I hate big brother but lead is dangerous. Today we see the effects from widespread lead use. From gasoline to toys to paint to water pipes have left a generation now with dementia, Alzheimer's disease, nerve damage, liver damage, kidney damage, learning impairment, and and entire ecosystem damaged from trees to lakes and oceans.
Saying lead is good is like asking for an asbestos play suit for your child and by the way how about some cigarets and beer for your pregnant wife?
There may be some safer solder type of metal than those but all of the heated metals need to be kept away from children, women at all times. Men and non-childbearing women may be able to use heated metals under strict controls.
You can save yourself by installing a copper and alumina activated (metal blocks that attract HM to them) filtration system to remove the heavy metals like lead and mercury and even fluoride, to remove the bugs put a UV lamp on it.
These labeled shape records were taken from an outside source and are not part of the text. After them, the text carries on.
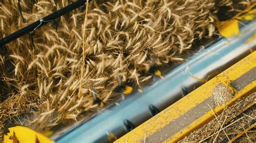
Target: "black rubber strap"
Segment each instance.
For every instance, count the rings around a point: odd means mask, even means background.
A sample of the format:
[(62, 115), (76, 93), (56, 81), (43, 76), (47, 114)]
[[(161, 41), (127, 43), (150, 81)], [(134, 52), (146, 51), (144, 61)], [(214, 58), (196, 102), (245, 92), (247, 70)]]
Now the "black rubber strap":
[(43, 18), (41, 18), (33, 23), (32, 23), (5, 37), (0, 40), (0, 47), (25, 34), (29, 33), (30, 32), (34, 31), (36, 28), (37, 28), (50, 22), (52, 22), (55, 19), (84, 5), (85, 4), (86, 2), (86, 0), (78, 0), (77, 2), (73, 3)]

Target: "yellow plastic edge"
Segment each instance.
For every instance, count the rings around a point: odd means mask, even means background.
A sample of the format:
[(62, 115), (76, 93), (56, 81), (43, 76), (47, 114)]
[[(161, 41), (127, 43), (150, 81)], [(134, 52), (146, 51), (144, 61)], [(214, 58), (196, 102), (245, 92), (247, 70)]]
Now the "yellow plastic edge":
[[(143, 140), (167, 125), (171, 120), (185, 114), (191, 109), (196, 106), (207, 99), (212, 95), (215, 85), (220, 82), (231, 83), (256, 67), (256, 52), (254, 52), (228, 69), (219, 74), (212, 80), (196, 89), (186, 96), (177, 101), (160, 113), (144, 123), (130, 132), (127, 133), (115, 142), (138, 142)], [(243, 95), (255, 89), (256, 82), (246, 86), (242, 91), (235, 93), (235, 96), (225, 104), (231, 105)], [(193, 101), (193, 102), (191, 102)], [(224, 105), (215, 108), (215, 112), (220, 112)], [(168, 142), (177, 142), (192, 130), (198, 128), (213, 116), (212, 111), (209, 111), (201, 118), (192, 123), (188, 127), (175, 134), (166, 141)]]

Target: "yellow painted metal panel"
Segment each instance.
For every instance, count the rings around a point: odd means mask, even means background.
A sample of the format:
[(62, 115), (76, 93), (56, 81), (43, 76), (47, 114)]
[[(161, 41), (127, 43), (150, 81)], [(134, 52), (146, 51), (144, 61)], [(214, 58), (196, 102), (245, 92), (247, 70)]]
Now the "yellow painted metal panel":
[[(172, 120), (184, 115), (212, 96), (215, 86), (221, 83), (234, 91), (235, 96), (225, 105), (214, 109), (215, 112), (221, 111), (224, 106), (230, 105), (238, 98), (246, 95), (256, 87), (256, 81), (246, 85), (241, 91), (236, 91), (230, 83), (256, 67), (256, 52), (237, 62), (222, 73), (205, 83), (190, 94), (172, 104), (154, 117), (143, 123), (131, 132), (116, 141), (116, 142), (138, 142), (143, 140), (168, 125)], [(176, 142), (193, 130), (198, 128), (213, 117), (210, 111), (190, 125), (170, 137), (167, 142)]]

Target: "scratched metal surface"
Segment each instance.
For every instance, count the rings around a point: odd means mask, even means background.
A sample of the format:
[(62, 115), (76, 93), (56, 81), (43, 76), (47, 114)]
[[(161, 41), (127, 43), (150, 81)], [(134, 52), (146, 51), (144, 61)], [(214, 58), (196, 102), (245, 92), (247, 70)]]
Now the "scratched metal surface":
[(138, 126), (151, 117), (149, 110), (150, 104), (163, 110), (182, 98), (181, 86), (191, 91), (203, 84), (190, 73), (198, 78), (207, 78), (212, 73), (221, 73), (248, 55), (256, 46), (256, 40), (246, 42), (256, 33), (255, 27), (256, 20), (247, 23), (240, 28), (240, 35), (228, 39), (221, 37), (214, 44), (199, 50), (186, 62), (165, 73), (165, 80), (158, 79), (145, 87), (143, 94), (137, 92), (120, 102), (120, 105), (104, 110), (89, 120), (70, 126), (64, 134), (59, 133), (51, 138), (57, 142), (104, 142), (108, 140), (107, 132), (118, 138), (122, 137), (126, 133), (124, 120)]

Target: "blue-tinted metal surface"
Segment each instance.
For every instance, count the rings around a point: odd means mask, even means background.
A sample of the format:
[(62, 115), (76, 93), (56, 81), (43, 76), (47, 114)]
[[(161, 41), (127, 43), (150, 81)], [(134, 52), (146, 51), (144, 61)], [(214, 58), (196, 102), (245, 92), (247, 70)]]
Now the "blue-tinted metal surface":
[(149, 110), (150, 104), (162, 110), (182, 97), (182, 86), (191, 89), (203, 84), (191, 74), (198, 78), (207, 78), (213, 71), (219, 74), (248, 54), (250, 50), (255, 48), (256, 40), (250, 43), (246, 41), (256, 33), (255, 27), (256, 22), (252, 21), (240, 30), (240, 35), (228, 40), (221, 38), (166, 73), (165, 80), (158, 80), (152, 85), (145, 87), (143, 94), (135, 93), (120, 102), (120, 105), (103, 111), (55, 139), (56, 141), (106, 142), (107, 132), (120, 137), (126, 133), (124, 120), (127, 119), (137, 126), (151, 117)]

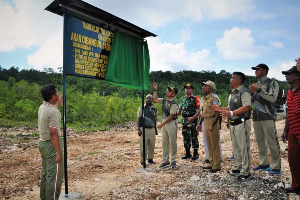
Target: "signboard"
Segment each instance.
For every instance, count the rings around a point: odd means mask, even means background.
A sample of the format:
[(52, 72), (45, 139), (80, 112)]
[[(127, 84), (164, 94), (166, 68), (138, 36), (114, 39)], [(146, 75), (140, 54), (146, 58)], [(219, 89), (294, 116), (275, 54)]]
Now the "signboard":
[(104, 80), (113, 32), (66, 16), (66, 74)]

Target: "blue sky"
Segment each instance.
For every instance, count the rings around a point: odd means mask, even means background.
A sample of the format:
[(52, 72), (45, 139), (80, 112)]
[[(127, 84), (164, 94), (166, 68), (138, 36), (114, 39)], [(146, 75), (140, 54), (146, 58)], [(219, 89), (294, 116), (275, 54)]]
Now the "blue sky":
[[(159, 36), (147, 38), (151, 70), (254, 75), (264, 63), (284, 80), (300, 56), (298, 1), (86, 1)], [(63, 18), (44, 10), (52, 1), (0, 0), (2, 67), (62, 65)]]

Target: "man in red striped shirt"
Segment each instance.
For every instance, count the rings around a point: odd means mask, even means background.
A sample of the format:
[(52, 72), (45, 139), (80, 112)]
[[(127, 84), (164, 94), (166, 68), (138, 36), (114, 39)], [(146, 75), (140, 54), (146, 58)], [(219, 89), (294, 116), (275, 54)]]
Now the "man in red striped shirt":
[(300, 193), (300, 72), (294, 66), (282, 72), (285, 75), (286, 82), (291, 87), (286, 96), (289, 107), (285, 125), (281, 139), (284, 143), (287, 140), (287, 156), (292, 174), (291, 187), (286, 188), (288, 192)]

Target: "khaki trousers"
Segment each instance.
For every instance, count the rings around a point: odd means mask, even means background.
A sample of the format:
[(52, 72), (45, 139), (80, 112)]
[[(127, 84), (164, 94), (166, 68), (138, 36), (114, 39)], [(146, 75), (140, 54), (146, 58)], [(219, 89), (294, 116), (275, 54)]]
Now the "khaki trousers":
[(62, 139), (59, 136), (59, 147), (62, 160), (56, 162), (56, 152), (49, 140), (39, 142), (38, 149), (42, 157), (42, 177), (40, 197), (41, 200), (58, 199), (64, 177), (64, 154)]
[(280, 170), (281, 152), (275, 122), (273, 120), (254, 121), (253, 128), (260, 155), (260, 165), (267, 165), (269, 164), (268, 146), (272, 166), (274, 169)]
[(232, 148), (234, 156), (233, 169), (240, 170), (241, 174), (248, 176), (250, 174), (251, 150), (250, 149), (250, 119), (235, 126), (230, 125)]
[[(143, 127), (141, 127), (142, 134), (143, 133)], [(153, 127), (151, 128), (145, 128), (145, 151), (148, 152), (148, 158), (153, 159), (154, 154), (154, 148), (155, 148), (155, 128)], [(148, 151), (147, 151), (148, 149)], [(140, 137), (140, 153), (141, 155), (141, 162), (144, 161), (143, 158), (143, 136)], [(145, 153), (146, 159), (147, 160), (147, 153)], [(146, 161), (146, 160), (145, 161)]]
[(220, 156), (220, 147), (219, 140), (220, 138), (220, 125), (219, 122), (215, 125), (214, 130), (212, 131), (207, 130), (214, 121), (214, 117), (204, 119), (205, 126), (205, 135), (208, 148), (208, 159), (210, 163), (209, 167), (213, 169), (221, 169), (221, 157)]
[(177, 131), (178, 120), (172, 120), (165, 124), (161, 129), (161, 142), (163, 145), (163, 163), (170, 162), (169, 154), (171, 149), (171, 163), (176, 164), (177, 154)]

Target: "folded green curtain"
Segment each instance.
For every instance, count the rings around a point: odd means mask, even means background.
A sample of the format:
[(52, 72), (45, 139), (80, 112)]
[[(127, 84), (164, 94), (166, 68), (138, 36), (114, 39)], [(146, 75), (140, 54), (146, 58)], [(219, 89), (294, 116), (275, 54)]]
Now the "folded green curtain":
[(148, 89), (150, 59), (147, 41), (116, 29), (105, 81), (119, 86)]

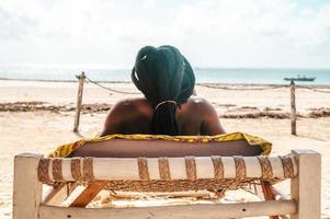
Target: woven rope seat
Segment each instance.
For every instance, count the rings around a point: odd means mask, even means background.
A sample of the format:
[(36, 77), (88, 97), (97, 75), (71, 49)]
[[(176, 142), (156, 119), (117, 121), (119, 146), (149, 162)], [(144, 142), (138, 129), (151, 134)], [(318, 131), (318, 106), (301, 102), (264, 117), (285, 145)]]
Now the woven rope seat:
[[(105, 138), (77, 141), (59, 147), (49, 157), (41, 159), (38, 178), (45, 184), (76, 182), (89, 184), (94, 181), (104, 181), (104, 188), (126, 192), (184, 192), (184, 191), (226, 191), (242, 187), (249, 183), (266, 181), (276, 183), (297, 173), (295, 160), (292, 155), (285, 157), (223, 157), (203, 155), (198, 150), (196, 155), (189, 157), (138, 157), (138, 158), (66, 158), (75, 150), (87, 143), (113, 142), (114, 139), (145, 140), (153, 142), (160, 148), (159, 141), (182, 142), (196, 145), (202, 142), (205, 150), (209, 143), (244, 141), (248, 147), (260, 147), (262, 154), (270, 152), (271, 143), (254, 136), (235, 132), (215, 137), (169, 137), (169, 136), (107, 136)], [(121, 146), (123, 148), (123, 146)], [(187, 146), (192, 147), (192, 146)], [(234, 146), (232, 146), (234, 147)], [(182, 149), (182, 148), (181, 148)], [(207, 149), (206, 149), (207, 150)], [(219, 151), (219, 153), (223, 153)], [(234, 152), (235, 153), (235, 152)], [(180, 154), (180, 153), (178, 153)], [(141, 154), (139, 154), (141, 155)], [(146, 154), (148, 155), (148, 153)], [(157, 154), (156, 154), (157, 155)], [(175, 155), (175, 154), (174, 154)], [(181, 155), (181, 154), (180, 154)]]
[[(115, 168), (114, 168), (115, 166)], [(126, 192), (184, 192), (236, 189), (259, 181), (271, 184), (296, 176), (292, 155), (41, 159), (44, 184), (105, 181), (104, 188)]]
[[(320, 218), (321, 155), (306, 149), (286, 155), (270, 152), (270, 142), (234, 132), (112, 135), (60, 146), (47, 158), (18, 154), (13, 218)], [(286, 178), (291, 178), (289, 196), (273, 186)], [(218, 201), (226, 191), (237, 188), (252, 193), (254, 188), (260, 199)], [(110, 206), (100, 208), (93, 201), (104, 194), (107, 196), (101, 203)], [(134, 201), (139, 194), (166, 201), (125, 207), (114, 204), (118, 198)], [(198, 201), (172, 205), (168, 197)]]

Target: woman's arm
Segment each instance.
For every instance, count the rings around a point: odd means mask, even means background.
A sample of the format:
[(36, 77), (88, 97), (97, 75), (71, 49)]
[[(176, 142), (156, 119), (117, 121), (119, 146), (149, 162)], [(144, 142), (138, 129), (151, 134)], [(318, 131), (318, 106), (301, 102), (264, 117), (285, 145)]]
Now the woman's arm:
[(201, 135), (214, 136), (225, 134), (225, 129), (220, 124), (219, 116), (212, 104), (203, 101), (203, 122), (201, 125)]
[(120, 134), (122, 132), (123, 127), (123, 117), (125, 113), (124, 102), (120, 102), (114, 105), (113, 108), (109, 112), (105, 118), (104, 127), (101, 132), (101, 136)]

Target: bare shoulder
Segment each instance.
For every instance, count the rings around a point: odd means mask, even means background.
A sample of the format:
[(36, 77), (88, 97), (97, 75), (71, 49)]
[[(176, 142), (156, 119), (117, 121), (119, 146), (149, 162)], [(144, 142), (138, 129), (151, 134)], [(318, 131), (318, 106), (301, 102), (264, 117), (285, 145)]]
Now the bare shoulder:
[(213, 108), (212, 104), (206, 99), (203, 97), (191, 97), (186, 102), (186, 105), (190, 108), (201, 110), (201, 111)]

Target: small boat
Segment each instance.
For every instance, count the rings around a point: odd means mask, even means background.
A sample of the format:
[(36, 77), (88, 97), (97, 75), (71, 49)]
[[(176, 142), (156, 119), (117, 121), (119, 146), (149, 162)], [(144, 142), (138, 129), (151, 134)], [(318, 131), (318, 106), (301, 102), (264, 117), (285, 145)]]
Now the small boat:
[(285, 81), (315, 81), (315, 77), (306, 77), (298, 74), (296, 78), (284, 78)]

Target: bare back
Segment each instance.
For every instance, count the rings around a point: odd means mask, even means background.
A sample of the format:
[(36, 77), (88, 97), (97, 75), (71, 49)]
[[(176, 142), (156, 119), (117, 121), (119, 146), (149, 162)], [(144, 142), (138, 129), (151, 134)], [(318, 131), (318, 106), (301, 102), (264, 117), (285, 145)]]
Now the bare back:
[[(109, 113), (102, 136), (111, 134), (151, 134), (153, 107), (146, 99), (117, 103)], [(218, 135), (225, 130), (213, 106), (204, 99), (189, 99), (178, 107), (179, 135)]]

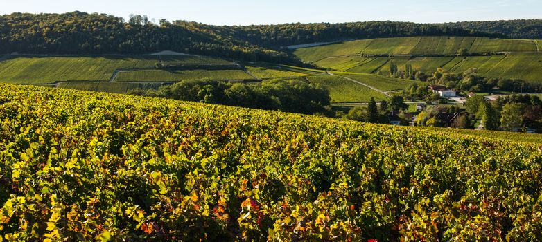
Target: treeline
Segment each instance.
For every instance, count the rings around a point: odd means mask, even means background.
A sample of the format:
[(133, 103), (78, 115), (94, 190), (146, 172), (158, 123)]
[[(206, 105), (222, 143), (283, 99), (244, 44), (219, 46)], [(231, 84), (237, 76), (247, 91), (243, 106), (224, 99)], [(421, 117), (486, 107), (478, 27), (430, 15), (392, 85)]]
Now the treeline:
[(305, 114), (331, 111), (329, 92), (300, 80), (272, 80), (252, 84), (183, 80), (157, 90), (134, 89), (130, 94)]
[(0, 16), (0, 53), (143, 54), (164, 50), (246, 61), (300, 62), (283, 52), (182, 21), (155, 24), (146, 16), (133, 15), (125, 21), (80, 12)]
[(301, 64), (281, 47), (346, 39), (428, 35), (504, 37), (443, 24), (371, 21), (218, 26), (146, 16), (13, 13), (0, 16), (0, 53), (141, 54), (170, 50)]
[(505, 37), (482, 30), (466, 30), (444, 24), (409, 22), (367, 21), (342, 24), (286, 24), (246, 26), (216, 26), (198, 24), (198, 28), (227, 33), (250, 44), (277, 48), (307, 43), (350, 39), (385, 38), (409, 36), (477, 36)]
[[(478, 68), (472, 68), (462, 73), (450, 72), (442, 68), (437, 68), (434, 73), (426, 74), (412, 68), (410, 64), (407, 63), (403, 68), (399, 68), (397, 65), (391, 62), (389, 66), (389, 73), (381, 71), (380, 75), (388, 75), (394, 78), (408, 79), (427, 82), (428, 84), (442, 86), (458, 91), (465, 92), (491, 92), (497, 89), (500, 91), (516, 93), (539, 93), (542, 91), (542, 85), (529, 82), (520, 79), (506, 77), (484, 77), (478, 73)], [(417, 90), (419, 85), (413, 85), (408, 88), (407, 94), (414, 99), (425, 99), (428, 97), (425, 93)], [(416, 90), (410, 91), (412, 88)]]
[(474, 96), (465, 103), (467, 113), (487, 130), (526, 131), (542, 128), (542, 101), (535, 95), (512, 95), (488, 101)]
[(513, 39), (542, 39), (542, 20), (521, 19), (445, 24), (446, 26), (473, 31), (505, 35)]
DO NOT use steam/osmoses systems as they often strip water of all its natural properties, some minerals your body depends on from water, a proper filtration system will leave those in at trade levels such as Mg, Ca, Na...
Bottom line is never rely on your government/local district council to take action before the damage is done, once chemicals and heavy metals get into the system it may take time for regulation to catch up to remove it, plus you gotta consider all those eroding water pipes etc by the bygone age......
you are still not getting it. Anyone who grew up in the 40's & 50's will tell you how much cleaner the air & water is today, than when they were children. And yes,90% of them are still around. The only quality improvements since the 80's require measurement in the parts per billion. Our current efforts are a zero-sum game, chasing infinity. The cost of further improvement climbs exponentially. Where does it end ? If we further extend our life expectancies, it won't be because our air and water is infinitesimally more pure. We would be extinct if we had not evolved to tolerate trace amounts of heavy metals.
I grew up in the 30s and 40s. My neighbor, had one of these lead casting kits and we used to melt the lead in his kitchen and cast soldiers. We would spend hours with our armies and stage battles. After World War Two got going it was hard to get any lead
In the 50s I worked for a plumber and all the drain lines in houses were made from cast iron and we had to pour the joints from lead.
In the 60s I worked for a pipe company that used asbestos in one of their pipe coatings.
I am in my 80s now and just recently had a chest xray and it was clean. You just had to be alert when working around fumes of any kind and you will survive.